Fausto’s Food Palace

With a year-round population of about 25,000 and a geographic area of only four by two miles, the island of Key West, Fla., is a relatively small community, figuratively and literally. Fausto’s Food Palace has been the community’s grocery store since 1926, which speaks to the strong connection between the two.

Co-owner Alton Weekley – part of the third generation of family ownership – says Fausto’s longevity is due in no small part to the bond it has with its customers.

“The important thing is we get to know our customers, and they get to know us,” Weekley says. “We become more than simply a business-customer relationship – it’s more like a friendship.”

That bond is so strong that, despite the fact that the island has three national chain grocery stores, Fausto’s is the only grocer on the island with two locations. The difference, Weekley says, is that Fausto’s customers receive personal service from the stores, many times going out of its way to find specific items it doesn’t normally stock. “It’s something that doesn’t always happen at a chain store,” Weekley says. 

Fausto’s also allows its customers to fax, e-mail or phone in their orders for the store to put together for them. Weekley says it’s not uncommon for the store to allow customers to pay the next day if they forget their wallet or come up a few dollars short. 

“Those little touches like that are things that people don’t expect,” he says. “It’s that family feel that you don’t get in the modern chain supermarkets.”

Weekley says the store is dedicated to serving more than just their customers, but also the community at large. Fausto’s has been recognized multiple times for its hiring of developmentally disabled people, and was the only independently owned company in Florida honored by the Florida Agency for Persons With Disabilities. The agency serves the needs of developmentally disabled adults throughout the state. 

In terms of civic service, Weekley and his brother Jimmy have served on the city commission, and Jimmy Weekley was mayor of Key West from 1999 to 2005. 

Past and Present

The store was started by Cuban immigrant Faustino Castillo, who came to the island in 1910 to make cigars. Today, the store patterns itself after well-known New York grocers such as Dean & Deluca, which specialize in upscale items not found in most chain stores. Examples of this can be found in Fausto’s wine and cheese selections, as well as its emphasis on organic foods. Weekley says this has less to do with chasing trends as it does with serving the needs of the store’s customers. 
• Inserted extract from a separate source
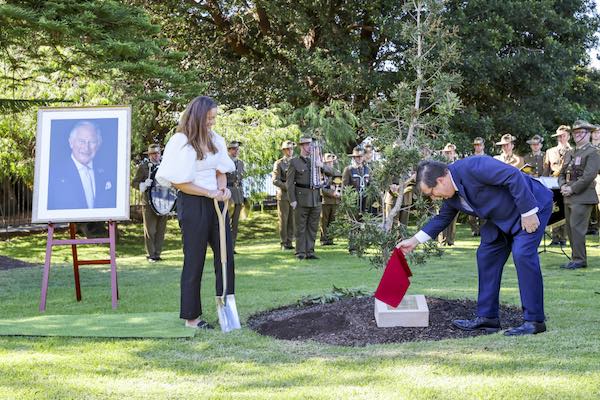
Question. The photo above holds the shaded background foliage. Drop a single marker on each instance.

“In some respects, we find we’re ahead of the curve on some things,” Weekley says.

For instance, the store has had to adjust its inventory to accommodate customers’ budgets during the current recession. “Like most businesses in the country, with the recession, we’ve tried to understand that even though our customers want these better products, we’ve had to downsize,” Weekley says, adding that the store has been working to find items of comparable quality at lower price points. Fausto’s customers, much like consumers all over the country, are “downbuying” by choosing less-expensive versions of the items on their shopping lists. 

One example of this trend can be found in Fausto’s larger store. That location has an extensive wine department, and Weekley says the average price of a bottle of wine purchased there has slipped from about $20 to about $13 today. This has prompted the store to find more varieties of wine priced in the same range and reduce the number of more expensive wines. 

Additionally, Fausto’s has embarked on a marketing campaign aimed at steering customers toward lower-cost private-label products. 

As a member of the Independent Grocer’s Alliance (IGA), Fausto’s has access to IGA brand private-label products. Additionally, as a member of Associated Grocers of Florida, Fausto’s also has access to items in the Shurfine and Shurfresh product lines.

Despite the economic issues facing the store, Weekley says Fausto’s looks forward to a bright future. He says the store is always looking for ways to expand its operations.